Sloweniens Innenminister Vesna Györkös Znidar schrieb vergangene Woche in einem Brief an EU-Vizekommissionschef Frans Timmermans und den EU-Migrationskommissar Dimitris Avramopoulos, eine Verlängerung der Grenzkontrollen an der österreichisch-slowenischen Grenze sei "unvertretbar". Würde die Kommission, die Anfang Februar fünf Ländern die Kontrollen bis Mitte Mai erlaubt hatte, diese Frist verlängern, würde Slowenien dem "entschieden entgegentreten". Insbesondere vor dem Karawankentunnel befürchten die Slowenen im kommenden Sommer eine kritische Situation. Dies würde Slowenien einen wirtschaftlichen Schaden verursachen und zudem die Zusammenarbeit in der Grenzregion erschweren, hieß es aus Ljubljana. Außerdem brächten die österreichischen Grenzkontrollen einen vergleichsweise geringen Nutzen. So seien im vergangenen Jahr insgesamt lediglich 76 Personen nach Slowenien zurückgeschickt worden, im laufenden Jahr seien es bisher nur elf Personen gewesen. Dies zeige, dass die Kontrollmaßnahmen Sloweniens im Land und an seinen Südgrenzen funktionieren würden.

Horrorstaus für die Kroatien- und Slowenien-Urlauber im Sommer? Im Innenministerium winkt man ab. "Der Sommer 2017 wird sich aller Voraussicht nach nicht großartig vom Sommer 2016 unterscheiden", sagt Karlheinz Grundböck, Sprecher des Innenressorts, zur "Wiener Zeitung". Zudem müsse man zwischen "Kontrollen in rechtlicher Hinsicht" und "Aktivierungen" unterscheiden - gemeint sind schwerpunktmäßige Grenzkontrollen im Bedarfsfall.

"Rechtliche Kontrollen, ja die haben wir", sagt Grundböck, "was wir aber nicht haben, sind lückenlose Kontrollen an den Grenzübergängen." Und überhaupt liege der Schwerpunkt der Kontrollen an der österreichisch-ungarischen Grenze.
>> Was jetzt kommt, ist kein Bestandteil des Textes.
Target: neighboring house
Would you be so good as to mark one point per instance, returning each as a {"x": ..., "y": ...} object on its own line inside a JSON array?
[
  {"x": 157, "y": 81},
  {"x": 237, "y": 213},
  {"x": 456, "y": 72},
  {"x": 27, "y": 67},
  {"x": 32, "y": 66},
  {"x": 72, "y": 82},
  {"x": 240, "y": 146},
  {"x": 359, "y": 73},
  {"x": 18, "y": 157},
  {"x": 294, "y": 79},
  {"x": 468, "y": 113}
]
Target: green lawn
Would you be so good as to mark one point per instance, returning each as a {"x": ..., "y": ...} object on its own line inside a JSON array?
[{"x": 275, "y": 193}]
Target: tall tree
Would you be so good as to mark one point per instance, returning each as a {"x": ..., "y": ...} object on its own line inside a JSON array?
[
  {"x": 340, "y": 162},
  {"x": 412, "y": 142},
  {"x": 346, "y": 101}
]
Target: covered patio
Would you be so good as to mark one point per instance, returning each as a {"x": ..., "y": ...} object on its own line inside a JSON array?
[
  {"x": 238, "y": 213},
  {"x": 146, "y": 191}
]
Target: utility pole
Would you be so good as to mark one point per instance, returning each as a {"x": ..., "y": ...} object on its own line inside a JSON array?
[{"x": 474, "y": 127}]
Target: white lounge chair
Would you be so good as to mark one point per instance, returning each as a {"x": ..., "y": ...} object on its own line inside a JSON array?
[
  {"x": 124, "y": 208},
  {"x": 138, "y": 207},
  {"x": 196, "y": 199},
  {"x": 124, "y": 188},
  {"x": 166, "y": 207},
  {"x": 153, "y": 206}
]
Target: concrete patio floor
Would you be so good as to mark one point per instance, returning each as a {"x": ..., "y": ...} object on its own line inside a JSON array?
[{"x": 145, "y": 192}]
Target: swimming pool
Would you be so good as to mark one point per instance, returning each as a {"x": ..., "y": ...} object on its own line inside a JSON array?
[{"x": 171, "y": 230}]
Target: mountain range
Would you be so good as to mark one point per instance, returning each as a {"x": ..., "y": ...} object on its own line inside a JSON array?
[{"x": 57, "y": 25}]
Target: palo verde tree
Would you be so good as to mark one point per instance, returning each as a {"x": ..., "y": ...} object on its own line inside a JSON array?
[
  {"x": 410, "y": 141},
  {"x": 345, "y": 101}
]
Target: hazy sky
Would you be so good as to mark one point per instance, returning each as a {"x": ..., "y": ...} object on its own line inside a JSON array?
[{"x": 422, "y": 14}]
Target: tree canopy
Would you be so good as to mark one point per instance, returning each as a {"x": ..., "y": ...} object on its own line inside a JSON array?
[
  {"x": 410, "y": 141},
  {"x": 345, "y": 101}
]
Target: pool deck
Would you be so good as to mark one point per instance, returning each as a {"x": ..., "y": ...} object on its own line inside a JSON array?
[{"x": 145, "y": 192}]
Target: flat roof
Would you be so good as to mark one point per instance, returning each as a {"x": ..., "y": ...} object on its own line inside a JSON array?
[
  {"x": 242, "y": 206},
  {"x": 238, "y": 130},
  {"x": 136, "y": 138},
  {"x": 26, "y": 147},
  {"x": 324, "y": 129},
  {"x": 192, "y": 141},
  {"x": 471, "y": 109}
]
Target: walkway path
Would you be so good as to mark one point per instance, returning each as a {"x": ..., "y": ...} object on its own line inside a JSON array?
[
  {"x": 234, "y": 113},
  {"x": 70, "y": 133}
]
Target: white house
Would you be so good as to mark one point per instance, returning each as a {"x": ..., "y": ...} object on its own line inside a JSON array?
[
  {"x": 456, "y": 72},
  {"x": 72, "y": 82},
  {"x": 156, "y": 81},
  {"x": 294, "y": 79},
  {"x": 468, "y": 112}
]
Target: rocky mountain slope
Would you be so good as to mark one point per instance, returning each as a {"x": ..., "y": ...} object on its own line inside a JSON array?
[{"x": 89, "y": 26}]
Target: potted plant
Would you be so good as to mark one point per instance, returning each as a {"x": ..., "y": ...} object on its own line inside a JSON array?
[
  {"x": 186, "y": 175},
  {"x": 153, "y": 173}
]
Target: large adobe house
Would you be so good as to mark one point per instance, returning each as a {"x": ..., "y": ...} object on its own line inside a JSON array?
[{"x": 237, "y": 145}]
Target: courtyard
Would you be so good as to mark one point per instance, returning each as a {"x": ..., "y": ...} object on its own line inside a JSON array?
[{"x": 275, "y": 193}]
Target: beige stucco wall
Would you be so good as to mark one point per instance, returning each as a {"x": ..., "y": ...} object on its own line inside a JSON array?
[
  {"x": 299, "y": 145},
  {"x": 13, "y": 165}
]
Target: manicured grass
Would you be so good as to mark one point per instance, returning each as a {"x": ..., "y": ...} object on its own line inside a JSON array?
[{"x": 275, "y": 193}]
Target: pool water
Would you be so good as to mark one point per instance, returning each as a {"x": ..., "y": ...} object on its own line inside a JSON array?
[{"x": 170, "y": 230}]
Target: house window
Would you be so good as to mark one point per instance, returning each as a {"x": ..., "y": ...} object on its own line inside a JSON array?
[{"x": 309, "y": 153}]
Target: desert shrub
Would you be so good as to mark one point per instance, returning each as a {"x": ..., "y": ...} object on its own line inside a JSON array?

Dort konzentriert man sich vor allem auf die Anti-Schlepper-Maßnahmen mittels Schleierfahndung. Wie viele Schlepper und Flüchtlinge in den vergangenen Monaten im Hinterland der Grenze aufgegriffen wurden, darüber kann das zuständige Bundeskriminalamt allerdings keine Auskunft geben. Man verweist auf den bald erscheinenden Schleppereibericht.

Egal, wie die EU-Kommission in puncto Grenzkontrollen entscheiden wird: Innenminister Wolfgang Sobotka kündigt schon jetzt an, so lange weiter kontrollieren zu wollen, bis es einen entsprechenden Schutz an den EU-Außengrenzen gebe. Hierzu erwartet Sobotka auch das Placet der EU-Kommission.

"Mindestens bis Jahresende" und solange es eben den EU-Außengrenzschutz nicht gebe, wollen auch die Bayern an der Grenze zu Österreich weiterkontrollieren. Immerhin seien seit Jänner mit Stichtag 25. April 4754 Personen an der bayrisch-österreichischen Grenze aufgegriffen worden. Bis inklusive März habe man 1600 Personen die Einreise verweigert, so ein Sprecher des bayrischen Innenministeriums am Mittwoch.